A cross collateralized real estate loan is a loan that uses multiple properties as security for the loan. A borrower may consider using a loan that cross collateralizes multiple properties because they either don’t have enough funds to put down on the purchase of a property, or in the case of a refinance, they don’t have enough equity in any one property for the lender to approve the loan.
Cross collateralized loans are commonly used by real estate investors and the hard money lenders (also known as private lenders) that fund their loans. Because hard money lenders require a much higher amount of equity for their loans, a Hard Money Cross Collateralized Loan is often considered as an option when funding a loan.
Cross collateralized loans are typically complex loan structures and are often used in transactions by real estate investors. In many cases, a real estate investor is purchasing multiple properties adjacent to one another or identified a new investment opportunity but doesn’t have the capital to purchase it. Cross collateralized loans can be secured on multiple property types such as a single-family home, multi-family property, office, commercial, industrial, land, and so forth. Additionally, they can be secured in priority or subordinate position on a property.
Structuring a private money cross collateralized loan can be complex when considering how the loan will be paid off. Because no one property has enough equity for the lender to fund the loan, the proceeds from the sale or refinance on one of the properties securing the loan must be sufficient to ensure there is enough equity available in the remaining property to make the lender comfortable.
Take for example a Borrower that uses two properties, each worth $150,000, to secure a loan of $100,000. In this scenario, the combination of the two properties equals $300,000 in total value. The $100,000 loan would be secured against the two properties giving the lender $200,000 of total equity. If the Borrower were to sell or refinance one of the properties and not pay down the balance of the loan, the loan would only be secured against the remain property and the total equity protecting the loan would drop to $50,000. This would place the loan at much greater risk.

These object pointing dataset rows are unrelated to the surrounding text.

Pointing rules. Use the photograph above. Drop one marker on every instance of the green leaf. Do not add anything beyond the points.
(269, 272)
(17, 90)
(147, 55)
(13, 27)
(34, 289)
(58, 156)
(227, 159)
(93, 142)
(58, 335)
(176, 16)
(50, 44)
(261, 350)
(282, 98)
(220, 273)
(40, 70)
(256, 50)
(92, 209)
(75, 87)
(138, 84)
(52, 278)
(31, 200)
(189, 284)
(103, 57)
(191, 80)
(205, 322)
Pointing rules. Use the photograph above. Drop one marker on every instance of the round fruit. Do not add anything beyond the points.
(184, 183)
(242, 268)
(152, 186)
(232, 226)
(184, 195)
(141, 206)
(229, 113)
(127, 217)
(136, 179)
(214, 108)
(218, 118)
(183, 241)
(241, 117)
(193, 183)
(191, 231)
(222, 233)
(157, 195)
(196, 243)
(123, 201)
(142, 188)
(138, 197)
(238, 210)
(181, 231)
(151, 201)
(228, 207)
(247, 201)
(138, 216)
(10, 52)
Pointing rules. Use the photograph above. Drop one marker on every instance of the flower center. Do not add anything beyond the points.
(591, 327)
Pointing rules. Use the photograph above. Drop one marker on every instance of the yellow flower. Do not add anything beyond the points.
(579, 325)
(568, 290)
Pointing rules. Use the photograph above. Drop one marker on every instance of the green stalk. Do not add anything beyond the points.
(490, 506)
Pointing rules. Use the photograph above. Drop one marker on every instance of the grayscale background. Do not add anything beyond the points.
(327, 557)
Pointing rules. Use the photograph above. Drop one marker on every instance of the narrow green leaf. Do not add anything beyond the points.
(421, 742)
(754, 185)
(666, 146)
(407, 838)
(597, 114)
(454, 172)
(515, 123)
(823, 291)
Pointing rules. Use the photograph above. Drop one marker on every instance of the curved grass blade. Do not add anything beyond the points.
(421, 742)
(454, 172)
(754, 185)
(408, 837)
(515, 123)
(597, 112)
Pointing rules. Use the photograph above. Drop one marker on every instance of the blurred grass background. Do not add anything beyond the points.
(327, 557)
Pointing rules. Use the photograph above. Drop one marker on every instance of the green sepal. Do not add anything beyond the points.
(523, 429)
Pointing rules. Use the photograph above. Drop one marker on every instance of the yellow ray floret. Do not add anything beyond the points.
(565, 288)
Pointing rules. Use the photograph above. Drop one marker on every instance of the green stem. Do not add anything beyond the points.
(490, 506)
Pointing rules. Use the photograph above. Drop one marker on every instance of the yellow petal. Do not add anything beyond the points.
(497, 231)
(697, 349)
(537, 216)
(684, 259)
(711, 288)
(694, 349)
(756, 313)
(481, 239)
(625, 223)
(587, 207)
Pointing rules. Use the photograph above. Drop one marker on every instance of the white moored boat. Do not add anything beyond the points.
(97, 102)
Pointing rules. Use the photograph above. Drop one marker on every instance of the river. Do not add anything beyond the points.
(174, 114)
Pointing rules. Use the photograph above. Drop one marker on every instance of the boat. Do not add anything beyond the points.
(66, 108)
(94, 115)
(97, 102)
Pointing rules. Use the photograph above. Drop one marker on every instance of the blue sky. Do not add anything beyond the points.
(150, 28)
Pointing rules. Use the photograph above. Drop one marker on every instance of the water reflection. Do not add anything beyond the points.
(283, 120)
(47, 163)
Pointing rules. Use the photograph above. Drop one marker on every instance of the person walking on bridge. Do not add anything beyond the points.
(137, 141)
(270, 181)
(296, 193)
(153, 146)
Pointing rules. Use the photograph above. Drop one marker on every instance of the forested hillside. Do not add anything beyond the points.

In this scenario, the Lender would structure a loan requirement, often called a release provision, in the event of the sale of one of the properties. The release provision would require the Borrower to paydown the principal balance of the loan to an amount the lender would feel adequately protected. The release provision is negotiated prior to the loan being funded to ensure that there isn’t any disagreement at the time of a sale.
A cross collateralized loan is an excellent option to consider when a borrower doesn’t have enough equity in one property to secure loan. Though the Borrower must own additional properties with enough equity in each property to consider this type of loan, many Borrowers utilize this strategy to get lenders more comfortable with their loan request.